|
— Дай по ним огонька.
И он дал выстрелы, но не по домам, а по нашей позиции. Один осколок чуть не
поразил нас троих, стоявших рядом в траншее. Нельзя было высунуться, так как из
всех укрепленных домов открывали шквальный огонь. Подавить его было нечем,
кроме винтовки. Когда стемнело, комполка сказал:
— Никонов, отвечай за оборону, я отдохну немного.
Я хотел перезарядить карабин, а затвор отказал. Подошел к куче винтовок,
оставшихся от раненых. Подобрал одну винтовку и хотел спуститься в дом. В это
время немцы стреляли трассирующими зажигательными пулями по дому, и он
загорелся. Бойцы человек семь выскочили из дома и — бежать.
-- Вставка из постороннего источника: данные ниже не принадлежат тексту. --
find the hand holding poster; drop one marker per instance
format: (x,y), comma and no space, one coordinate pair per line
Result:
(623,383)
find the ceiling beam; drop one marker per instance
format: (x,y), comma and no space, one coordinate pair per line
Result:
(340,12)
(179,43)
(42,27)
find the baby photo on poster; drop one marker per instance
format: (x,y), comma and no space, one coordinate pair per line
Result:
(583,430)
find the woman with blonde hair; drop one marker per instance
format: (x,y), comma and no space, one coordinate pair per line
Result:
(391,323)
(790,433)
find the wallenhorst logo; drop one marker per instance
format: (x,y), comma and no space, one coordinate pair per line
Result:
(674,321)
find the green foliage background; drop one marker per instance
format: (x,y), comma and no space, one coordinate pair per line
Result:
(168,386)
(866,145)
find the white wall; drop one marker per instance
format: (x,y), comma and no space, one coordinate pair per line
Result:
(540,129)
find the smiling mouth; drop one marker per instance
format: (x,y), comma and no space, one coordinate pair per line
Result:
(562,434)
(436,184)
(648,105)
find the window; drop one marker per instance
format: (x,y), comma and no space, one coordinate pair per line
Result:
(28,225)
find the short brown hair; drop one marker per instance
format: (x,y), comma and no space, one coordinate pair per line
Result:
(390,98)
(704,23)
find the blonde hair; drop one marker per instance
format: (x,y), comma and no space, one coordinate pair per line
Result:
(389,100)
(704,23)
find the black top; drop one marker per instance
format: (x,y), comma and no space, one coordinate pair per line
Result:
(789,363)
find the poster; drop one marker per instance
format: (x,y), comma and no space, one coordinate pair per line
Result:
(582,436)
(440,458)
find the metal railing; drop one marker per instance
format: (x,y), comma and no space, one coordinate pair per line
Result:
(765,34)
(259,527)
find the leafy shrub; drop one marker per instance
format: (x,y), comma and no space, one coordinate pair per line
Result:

Сказал об этом комполка. Он поднялся и крикнул: «Стой!», а они бегут. Стал
стрелять по ним, двое повалились. Я сказал ему:
— Хоть всех убей, теперь бесполезно.
Он бросил стрелять. Дом разгорался вовсю.
— Прикройте нас с комиссаром,-сказал комполка. — Мы отойдем.
Пока они отходили, а мы прикрывали, отстреливались, дом так разгорелся, что и в
траншейке стало жарко. Все осветилось кругом. Нам отход был уже невозможен —
рядом укрепленные точки, при таком свете они нас сразу срежут. Я сказал
Поспелове кому:
— Давай пойдем перебежками возле самых домов-точек. Амбразуру проскочишь и
ложись в ямку. Он не успеет выстрелить в тебя. [66]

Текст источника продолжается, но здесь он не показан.